A principal razão era o rio Mondego que bordeja aquelas terras e propiciava com a sua água a força motriz necessária ao funcionamento dos pisões e fábricas. Mas é preciso mais que isso, é necessário que alguém saiba aproveitar essas potencialidades. Quem teria sido esse “alguém”? Quando é que tudo teria começado? Quando é que teria nascido a primeira fábrica, digna desse nome?
Na semana passada fechou a última das fábricas ainda a laborar nos Trinta, o que é um pretexto para relembrar a primeira, e a família que lhe deu vida.
A família Corsino
A família Corsino há séculos que se encontra radicada na freguesia dos Trinta. Por ali fazia os seus negócios, amanhava as terras e tinha dois pisões. Mas nos começos do séc. XIX algo estava a mudar e nem a família, nem a freguesia, voltarão a ser as mesmas.

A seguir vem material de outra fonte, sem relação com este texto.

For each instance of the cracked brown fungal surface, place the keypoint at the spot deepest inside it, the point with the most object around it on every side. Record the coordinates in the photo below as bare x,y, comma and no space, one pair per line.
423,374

Tudo começou com João da Fonseca Corsino. Filho de André Lopes Corsino, nasceu nos Trinta em 1752 e aí casou com Maria Robala. Dos vários filhos que o casal teve destacaram-se João, António e André. João nasceu em 1797 e nunca casou. Seguiu as pisadas do pai, dedicou-se ao fabrico e comercialização de lã.

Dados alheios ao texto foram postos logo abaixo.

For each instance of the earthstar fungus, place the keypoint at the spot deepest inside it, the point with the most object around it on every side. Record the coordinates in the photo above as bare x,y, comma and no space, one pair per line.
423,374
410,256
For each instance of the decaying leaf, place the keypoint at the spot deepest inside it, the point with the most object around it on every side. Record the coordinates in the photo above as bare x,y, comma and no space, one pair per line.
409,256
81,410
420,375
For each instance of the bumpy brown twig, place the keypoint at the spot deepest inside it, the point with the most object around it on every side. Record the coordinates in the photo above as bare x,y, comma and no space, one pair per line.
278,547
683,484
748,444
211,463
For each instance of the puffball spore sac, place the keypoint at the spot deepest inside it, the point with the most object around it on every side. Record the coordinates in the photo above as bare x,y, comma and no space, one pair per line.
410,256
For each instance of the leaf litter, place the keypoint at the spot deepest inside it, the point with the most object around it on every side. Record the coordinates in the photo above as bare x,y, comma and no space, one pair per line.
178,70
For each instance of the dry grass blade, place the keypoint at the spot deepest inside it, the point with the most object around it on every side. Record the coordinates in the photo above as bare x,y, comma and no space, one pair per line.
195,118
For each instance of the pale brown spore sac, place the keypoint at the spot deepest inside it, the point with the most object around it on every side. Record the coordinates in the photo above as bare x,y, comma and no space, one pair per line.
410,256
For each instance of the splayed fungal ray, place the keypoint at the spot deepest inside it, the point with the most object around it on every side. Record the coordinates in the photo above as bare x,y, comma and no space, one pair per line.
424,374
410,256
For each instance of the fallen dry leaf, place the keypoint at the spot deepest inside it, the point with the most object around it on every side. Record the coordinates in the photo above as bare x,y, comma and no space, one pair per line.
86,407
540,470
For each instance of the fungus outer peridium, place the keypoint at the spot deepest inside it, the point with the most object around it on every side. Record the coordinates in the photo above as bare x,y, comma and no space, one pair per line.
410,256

António nasceu em 1800 e seguiu a vida eclesiástica. Veio a ser pároco dos Trinta durante 33 anos, entre 1827 e 1860. André nasceu em 1813. Como reflexo do sucesso económico que a família já então tinha, foi estudar para Coimbra, onde se vem a formar na Faculdade de Direito.
Empreendedor e ambicioso, João decide ir mais longe que as rotinas fabris do seu tempo. Para isso convence os irmãos a fazer um melhor aproveitamento das águas do rio e a adquirir máquinas que lhe permitissem produzir mais, mais barato e de melhor qualidade. Foi assim que nasceu a João Corsino e Irmãos. Junto ao Mondego, instalam uma fábrica, o Engenho Grande ou Fábrica de Marrocos, que será a primeira fábrica de lanifícios da região.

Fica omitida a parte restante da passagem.